Your new sculpture is make out of a dark wood and gathers dust rapidly, so you take the time to wipe it off with the dust cloth at least once a week.   The small card that came with the statue also said that polishing it with lemon oil several times a year would help it keep its luster, so you add the sculpture to your mental list of things to polish when you put lemon oil on the furniture. 

Several years go by and you’ve received some nice gifts from family members which you’d like to display.  Unfortunately, you are running out of room, so you carefully enfold the statue in bubble wrap, place it in a box and put it in the guest room closet. 

About three years later you are going through the guest room closet to make room for some holiday decorations, and you come across the box containing the sculpture.  Gently unwrapping it, you remember that you bought it just after you’d gotten that big raise quite a few years back.  But it’s not your style anymore, so you put it in a stack of things you’ve mentally marked “to deal with later.”

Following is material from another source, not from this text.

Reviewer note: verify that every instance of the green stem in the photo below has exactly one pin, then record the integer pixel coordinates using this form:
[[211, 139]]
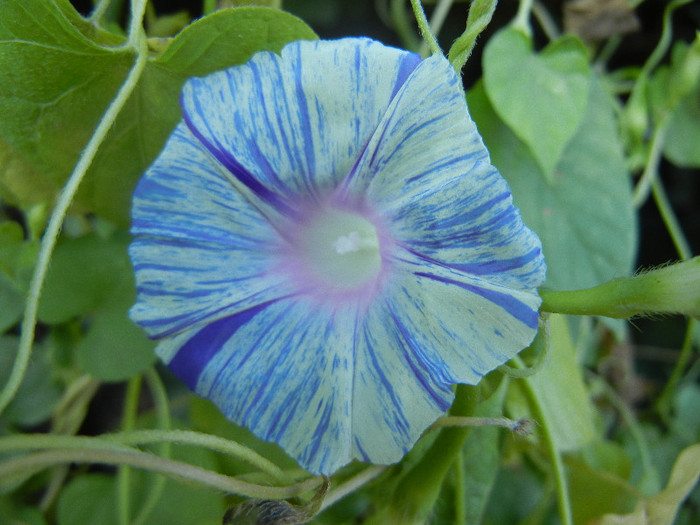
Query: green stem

Several months go by and you are still stepping over that stack of things in the guest room.  While many of these past treasures can go to Goodwill, you just don’t feel you can give the statue away.  After all, it cost you a pretty penny way back then.   You decide to list it on eBay.

After listing the sculpture three times, you finally get an offer for almost what you were hoping you could sell it for.  Tired of messing around with listing it over and over, you decide to surrender it at that price.  You carefully repackage it up, take it to the post office, and pay to ship it priority mail to its new home and to the new person it will own. 

Our stuff ends up owning us in a number of ways illustrated above:

  • We change our habits to accommodate our things (e.g. your dogs now can’t be in the living room unsupervised, as they might break the statue).
  • We have to dust and clean things and provide proper maintenance for them (like regular polishing, in the case of the statue).
  • We have to find new places for things when our tastes change (such as our closets, which may already be filled).
  • When the time comes, we have to dispose of our things in a manner that feels right (which may include spending time trying to find someone new for the statue to own who is willing to pay for the privilege….)

Of course, a big way things own us that is not mentioned above is when we buy things on credit and then have to pay for them for months or years to come.
 
I keep all this in mind whenever I think about acquiring something new.  Do I want to pay for it, clean it, maintain it, move it, store it and eventually find a way to dispose of it?  Usually the answer is no, which makes buying the thing, whatever it is, a lot less attractive.

Reduce the Number of Things that Own You:  Freecycle
If you think you are owned by too many of your things and would like to find new homes for them, an easy way to do so is through www.freecycle.org.   You can join a freecycle group in your area and then list things you’d like to give away via e-mail.  People who would like to have them respond and then usually pick up the things tout suite.  

I’ve given away an amazing array of stuff via freecycle, including storage containers, packing paper, bales of straw, magnets, a recliner, trade show lanyards, used baling twine, equine shipping boots, fertilizer and an assortment of goodies that could be used as kids’ project supplies. 

I love freecycle.  You can pass on your things to people who would really like to have them, thus getting them out of your house/closet/attic/garage/etc.  with minimal effort while keeping things out of our landfills.   Try it, and I’ll bet you’ll find yourself frequently doing what I do:   going through every room in the house thinking “Now what can I freecycle next?”